Replication and redundancy have been key components of computing for a long time, since the heyday of the mainframe. Back then, if a mainframe lost power, everything stopped. Organizations addressed this risk by keeping generators and power supplies on hand to supply redundant electrical backups. If power from the main power grid failed, the generators took over. No electricity was lost.
Mainframes also store data exclusively on or within the machine. Thus, if the storage mechanism failed, data was lost. So companies backed up the data to tape and this was an early form of data replication.

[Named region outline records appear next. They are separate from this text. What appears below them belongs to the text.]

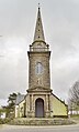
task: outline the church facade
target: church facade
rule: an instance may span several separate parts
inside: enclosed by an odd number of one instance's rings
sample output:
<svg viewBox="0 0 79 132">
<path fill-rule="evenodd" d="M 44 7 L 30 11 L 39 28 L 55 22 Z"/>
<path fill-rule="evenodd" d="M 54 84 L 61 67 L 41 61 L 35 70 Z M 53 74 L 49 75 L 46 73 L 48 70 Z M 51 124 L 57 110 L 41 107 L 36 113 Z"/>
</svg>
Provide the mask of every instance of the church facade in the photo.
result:
<svg viewBox="0 0 79 132">
<path fill-rule="evenodd" d="M 67 116 L 67 105 L 50 89 L 49 45 L 45 42 L 41 9 L 29 55 L 29 89 L 24 99 L 15 105 L 15 118 Z"/>
</svg>

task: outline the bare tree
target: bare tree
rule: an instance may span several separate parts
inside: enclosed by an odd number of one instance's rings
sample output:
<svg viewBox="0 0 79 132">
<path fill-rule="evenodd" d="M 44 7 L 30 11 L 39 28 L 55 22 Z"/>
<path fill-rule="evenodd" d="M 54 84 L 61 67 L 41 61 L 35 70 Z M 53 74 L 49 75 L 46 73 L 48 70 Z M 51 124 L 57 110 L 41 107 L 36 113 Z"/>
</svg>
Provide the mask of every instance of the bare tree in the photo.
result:
<svg viewBox="0 0 79 132">
<path fill-rule="evenodd" d="M 75 82 L 75 84 L 69 90 L 69 109 L 79 110 L 79 81 Z"/>
</svg>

When personal computers first appeared, they, too, used the same redundancy and replication techniques used for mainframes. A user had an uninterrupted power supply close by in case of power failure. Data was replicated to tape or floppy drive.
Things changed when networking PCs together made distributed computing possible. This was particularly telling in database technology. Companies networked a number of computers together. One computer hosted the database server. Other computers acted as file servers that stored the data the database used.
Eventually, database technology matured to the point where the database was smart enough to replicate data among a variety of machines. Database technology progressed even further. Multiple databases that had the same processing logic were placed behind a load balancer – a traffic cop, if you will. The load balancer routed incoming traffic among the various redundant database servers. This redundancy avoided overloading the system.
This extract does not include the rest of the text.